Samba é a prova viva de que alegria não significa alienação. É a pedagogia da encruzilhada que transforma silêncio forçado em voz coletiva. É a política da roda que ensina convivência com hierarquia majestosa, com convivência em que cada pessoa ocupa seu lugar sem apagar a outra. O samba é memória, é estratégia de cura e é linguagem que ultrapassa o discurso formal. Samba é o jeito que as pessoas negras encontraram de continuar existindo quando tudo, absolutamente tudo, estava organizado para interromper essas existências.
Samba é espiritualidade que aprende a dançar com o cotidiano. É a batida que sobreviveu às casas invadidas, aos terreiros perseguidos, às leis que criminalizavam tambores porque sabiam que tambores organizam comunidades. É herança africana transfigurada pela experiência urbana e pela força de gente que não desistiu de criar beleza mesmo quando estavam negando a elas o direito ao básico.
Samba é também disputa de narrativa. Porque enquanto o país vende a imagem do Brasil cordial, é o samba que mostra quem sustenta essa cordialidade. Ele revela que a verdadeira elegância brasileira nasceu do chão, da favela, da periferia, das cozinhas, das rodas improvisadas. E quem não encara isso de frente, repete aquela velha fuga que tenta desvincular cultura negra de intelecto, de profundidade, de criação sofisticada.

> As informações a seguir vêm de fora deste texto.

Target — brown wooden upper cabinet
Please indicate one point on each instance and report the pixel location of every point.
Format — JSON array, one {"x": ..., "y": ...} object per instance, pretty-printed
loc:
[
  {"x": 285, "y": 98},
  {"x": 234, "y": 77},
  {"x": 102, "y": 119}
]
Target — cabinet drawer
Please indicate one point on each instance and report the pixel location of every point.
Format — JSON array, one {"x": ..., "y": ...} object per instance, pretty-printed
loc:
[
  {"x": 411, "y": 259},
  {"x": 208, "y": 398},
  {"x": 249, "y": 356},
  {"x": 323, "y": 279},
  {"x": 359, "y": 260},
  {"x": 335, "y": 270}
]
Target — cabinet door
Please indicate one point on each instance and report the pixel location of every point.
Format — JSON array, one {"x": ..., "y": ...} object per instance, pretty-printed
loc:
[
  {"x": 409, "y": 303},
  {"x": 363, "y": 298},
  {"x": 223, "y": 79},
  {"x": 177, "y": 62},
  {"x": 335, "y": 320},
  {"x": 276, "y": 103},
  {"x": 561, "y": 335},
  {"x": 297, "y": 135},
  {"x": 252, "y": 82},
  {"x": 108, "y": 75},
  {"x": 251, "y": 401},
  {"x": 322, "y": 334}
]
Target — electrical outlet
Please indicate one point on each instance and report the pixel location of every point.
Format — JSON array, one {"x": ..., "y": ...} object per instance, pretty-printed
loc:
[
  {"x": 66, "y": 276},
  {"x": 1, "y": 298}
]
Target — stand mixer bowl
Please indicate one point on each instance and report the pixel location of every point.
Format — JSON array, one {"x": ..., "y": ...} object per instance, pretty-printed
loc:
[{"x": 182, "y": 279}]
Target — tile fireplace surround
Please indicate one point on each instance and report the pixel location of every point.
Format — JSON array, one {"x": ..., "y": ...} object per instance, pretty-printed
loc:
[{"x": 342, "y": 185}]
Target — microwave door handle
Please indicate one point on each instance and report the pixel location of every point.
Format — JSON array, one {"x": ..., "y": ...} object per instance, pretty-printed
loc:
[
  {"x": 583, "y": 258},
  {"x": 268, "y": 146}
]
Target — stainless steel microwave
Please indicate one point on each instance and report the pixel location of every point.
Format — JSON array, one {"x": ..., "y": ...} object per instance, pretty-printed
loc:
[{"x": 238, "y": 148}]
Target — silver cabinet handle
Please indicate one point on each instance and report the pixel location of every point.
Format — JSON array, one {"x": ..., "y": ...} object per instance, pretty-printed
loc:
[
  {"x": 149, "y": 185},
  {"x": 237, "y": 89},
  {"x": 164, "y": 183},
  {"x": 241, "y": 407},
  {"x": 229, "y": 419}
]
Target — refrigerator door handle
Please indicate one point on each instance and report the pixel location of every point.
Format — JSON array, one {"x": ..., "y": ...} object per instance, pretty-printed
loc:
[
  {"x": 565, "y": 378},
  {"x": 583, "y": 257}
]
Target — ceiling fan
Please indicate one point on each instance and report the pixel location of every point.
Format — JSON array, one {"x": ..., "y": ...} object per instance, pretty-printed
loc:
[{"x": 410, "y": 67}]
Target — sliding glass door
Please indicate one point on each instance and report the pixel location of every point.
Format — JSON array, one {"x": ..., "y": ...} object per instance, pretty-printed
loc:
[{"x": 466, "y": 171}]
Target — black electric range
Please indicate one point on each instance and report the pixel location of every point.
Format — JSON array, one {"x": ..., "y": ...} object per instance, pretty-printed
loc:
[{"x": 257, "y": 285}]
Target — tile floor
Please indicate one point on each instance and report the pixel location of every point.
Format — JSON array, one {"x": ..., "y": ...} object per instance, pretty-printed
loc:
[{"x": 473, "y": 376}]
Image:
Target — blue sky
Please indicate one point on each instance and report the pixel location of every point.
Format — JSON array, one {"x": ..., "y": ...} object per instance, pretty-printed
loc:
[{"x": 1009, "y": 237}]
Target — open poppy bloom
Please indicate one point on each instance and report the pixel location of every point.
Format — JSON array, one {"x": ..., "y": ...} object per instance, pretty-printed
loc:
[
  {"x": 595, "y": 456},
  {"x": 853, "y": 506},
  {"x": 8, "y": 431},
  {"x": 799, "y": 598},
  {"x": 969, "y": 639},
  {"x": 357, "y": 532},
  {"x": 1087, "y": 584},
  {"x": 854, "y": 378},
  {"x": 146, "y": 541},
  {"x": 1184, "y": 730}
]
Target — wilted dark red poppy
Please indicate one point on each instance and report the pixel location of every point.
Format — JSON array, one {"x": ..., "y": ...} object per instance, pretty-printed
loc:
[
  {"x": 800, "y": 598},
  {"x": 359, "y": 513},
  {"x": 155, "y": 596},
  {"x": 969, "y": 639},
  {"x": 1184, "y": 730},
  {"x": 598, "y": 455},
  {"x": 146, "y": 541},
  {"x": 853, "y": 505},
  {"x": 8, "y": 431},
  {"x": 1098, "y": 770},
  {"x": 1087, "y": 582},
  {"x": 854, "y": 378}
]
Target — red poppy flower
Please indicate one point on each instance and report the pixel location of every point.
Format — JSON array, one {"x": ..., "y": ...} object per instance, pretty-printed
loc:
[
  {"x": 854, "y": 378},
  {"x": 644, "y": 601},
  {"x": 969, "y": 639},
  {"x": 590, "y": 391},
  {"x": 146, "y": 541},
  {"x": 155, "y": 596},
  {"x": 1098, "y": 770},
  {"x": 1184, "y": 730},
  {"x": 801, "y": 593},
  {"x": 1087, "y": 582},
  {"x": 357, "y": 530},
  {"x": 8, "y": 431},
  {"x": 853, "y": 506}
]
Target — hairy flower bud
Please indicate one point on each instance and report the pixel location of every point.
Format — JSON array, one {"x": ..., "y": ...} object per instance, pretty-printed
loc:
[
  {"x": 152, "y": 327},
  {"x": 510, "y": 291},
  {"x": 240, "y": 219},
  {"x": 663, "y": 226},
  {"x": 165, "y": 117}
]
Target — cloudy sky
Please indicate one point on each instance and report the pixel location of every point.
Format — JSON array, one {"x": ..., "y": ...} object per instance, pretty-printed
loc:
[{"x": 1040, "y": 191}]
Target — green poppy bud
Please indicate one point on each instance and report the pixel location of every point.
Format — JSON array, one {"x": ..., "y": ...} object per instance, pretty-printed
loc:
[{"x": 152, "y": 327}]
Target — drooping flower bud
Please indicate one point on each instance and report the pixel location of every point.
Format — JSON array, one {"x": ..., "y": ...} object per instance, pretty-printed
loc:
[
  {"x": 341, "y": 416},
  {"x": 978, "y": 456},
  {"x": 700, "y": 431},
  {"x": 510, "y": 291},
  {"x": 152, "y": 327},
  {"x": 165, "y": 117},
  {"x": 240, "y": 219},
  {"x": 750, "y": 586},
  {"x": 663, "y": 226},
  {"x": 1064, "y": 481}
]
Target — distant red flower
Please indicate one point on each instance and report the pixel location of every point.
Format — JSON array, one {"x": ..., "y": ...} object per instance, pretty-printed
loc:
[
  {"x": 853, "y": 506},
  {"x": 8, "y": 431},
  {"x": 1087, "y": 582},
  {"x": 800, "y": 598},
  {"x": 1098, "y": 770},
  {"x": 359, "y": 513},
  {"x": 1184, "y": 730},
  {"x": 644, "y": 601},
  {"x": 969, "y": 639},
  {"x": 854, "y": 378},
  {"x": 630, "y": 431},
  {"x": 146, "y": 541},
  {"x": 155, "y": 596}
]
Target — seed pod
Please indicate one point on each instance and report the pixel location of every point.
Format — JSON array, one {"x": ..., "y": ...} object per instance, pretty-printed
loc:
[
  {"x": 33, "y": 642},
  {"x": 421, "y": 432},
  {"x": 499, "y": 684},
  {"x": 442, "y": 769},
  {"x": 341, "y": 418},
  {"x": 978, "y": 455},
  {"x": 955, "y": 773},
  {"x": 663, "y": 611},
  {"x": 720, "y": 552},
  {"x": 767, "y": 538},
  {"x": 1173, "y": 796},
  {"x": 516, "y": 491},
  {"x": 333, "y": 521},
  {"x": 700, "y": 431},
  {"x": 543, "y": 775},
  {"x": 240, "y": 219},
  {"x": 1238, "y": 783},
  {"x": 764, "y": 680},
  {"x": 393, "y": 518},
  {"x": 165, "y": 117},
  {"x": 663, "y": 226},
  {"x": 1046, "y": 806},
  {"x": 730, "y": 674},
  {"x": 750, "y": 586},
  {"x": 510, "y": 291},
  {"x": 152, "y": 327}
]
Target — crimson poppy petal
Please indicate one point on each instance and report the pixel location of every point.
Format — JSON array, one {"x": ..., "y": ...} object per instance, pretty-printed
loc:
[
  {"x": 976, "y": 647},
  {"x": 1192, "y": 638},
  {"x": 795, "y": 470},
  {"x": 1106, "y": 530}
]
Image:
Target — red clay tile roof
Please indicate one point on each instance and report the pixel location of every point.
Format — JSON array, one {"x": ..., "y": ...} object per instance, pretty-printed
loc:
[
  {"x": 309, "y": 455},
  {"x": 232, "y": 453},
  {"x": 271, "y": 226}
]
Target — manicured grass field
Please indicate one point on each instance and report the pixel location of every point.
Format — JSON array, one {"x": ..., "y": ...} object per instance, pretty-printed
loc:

O samba é a prova de que pensar não precisa ser sisudo. Pensamento também acontece em roda. Pensamento também pode ser cantado. Pensamento também pode ser corpo inteiro em movimento. O Brasil prefere chamar de festa porque festa parece inofensiva. Mas o samba nunca foi inofensivo. Ele funda pertencimento. Ele reordena o mundo. Ele dá nome ao que o racismo tenta apagar.
Samba é documento histórico e é profecia. É o que lembra quem fomos e o que anuncia quem podemos ser. É a coragem de seguir sambando apesar de todas as tentativas de silenciamento. É insistência em pulsar mesmo quando o país tenta impor marasmo. É ética, é estética, é política, é invenção permanente.
Se eu tivesse que resumir sem empobrecer, diria assim: Samba é a voz mais honesta do Brasil e, por isso mesmo, é o que o Brasil mais tenta controlar.